You can make a perch for your bird out of fresh eucalyptus branch if you have it available although it wouldn’t be as durable as professionally seasoned/dried, but on the other hand if you have a constant supply – switch it up once the structure becomes weak.
Vine wood – is a by-product from the pruning of old vineyards, prized for its natural appearance, attractive shape and excellent durability. It is a renewable resource and is best suited only in medium to low humidity environments – just like most human homes are. Under wet or high humidity, grape wood has a tendency to fungus or mold easily. Many bird owners say that their animals love the natural cracks and knots in the wood. Litter boxes can be easily cleaned.
Wood Island (brown) – After producing coffee for many years, coffee trees become unproductive and dormant. After removing these trees from the ground, its properly shaped and carved branches are used to make various applications – stands and stands for pets. Usually its hardwood is removed, sanded and kiln-dried.
Manzanita beds prized for their firmness and unique shape. You can find it left with its bark intact (red color) or sanded, depending on your preference. Sandy manzanita has a coarse surface texture and a clean elegant appearance. Natural red manzanita has a smoother surface texture and a darker appearance – from bright red to deep burgundy, depending on their age.
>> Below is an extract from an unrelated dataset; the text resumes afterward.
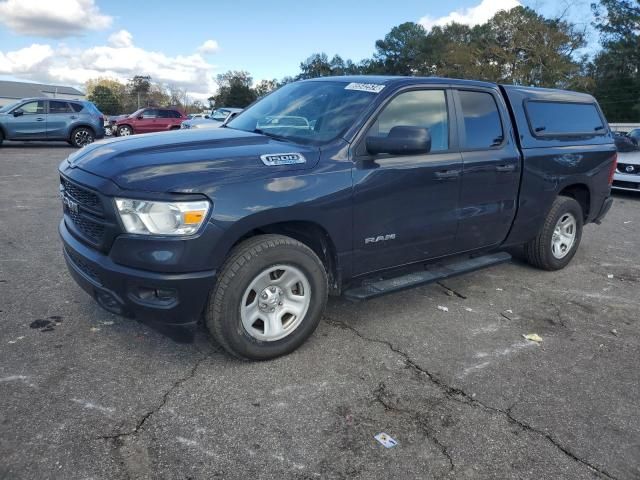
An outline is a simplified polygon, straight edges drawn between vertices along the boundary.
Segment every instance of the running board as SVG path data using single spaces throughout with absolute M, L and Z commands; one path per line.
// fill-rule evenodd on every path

Wood ribbon — Very hardy shrub and tree from New Zealand and Australia, the inner bark of which yields a strong flax-like fiber. Several species belonging to the 2 genera Plagianthus and Hoheria have the common name Ribbonwood with very similar descriptions. Perches from this hardwood usually have a piece of inner bark that can be peeled off your bird giving it hours of fun.
Rosewood – refers to any of a number of richly hued woods, often brown with darker stains, but found in many different shades. All rosewoods are strong and heavy, taking a great polish and good choices for birdhouses. True rosewood belongs to the genus Dalbergia. Most species originate from Brazil, tropical America, Southeast Asia, Madagascar and Africa.
Yellow cow wood – refers to wood from the tree cratoxylum cochinchinense – fairly common in semi-open areas and along forest borders in Burma (Myanmar), Southern China (Hainan, Hong Kong), Malay Peninsula, Indochina, Indonesia (Sumatra, Borneo), Thailand and Laos (Khamouan). The abundant supply makes using this tree a great green choice: this deciduous tree is one of the first trees in the returning forest. Another very good reason to use it for poultry is its durability, strength, flexibility and good tear resistance. The wood is considered to be lighter but stronger than Manzanita wood.
Wacky Wood Lima – Purlets are usually made from the roots of the equatorial Lima tree, the natural irregular shape of this purlet provides excellent exercises such as bird walking (it often has a spiral shape). Lima Root is an ultra-hard wood known for its long-lasting durability. And with all its ups and downs, your bird is sure to get a workout!
* – All information provided is collective from many internet sources, poultry owners, breeders and other public sources. It is provided for your convenience only and does not represent any warranty or promise. If in doubt – always contact your avian vet and the manufacturer of the product in question.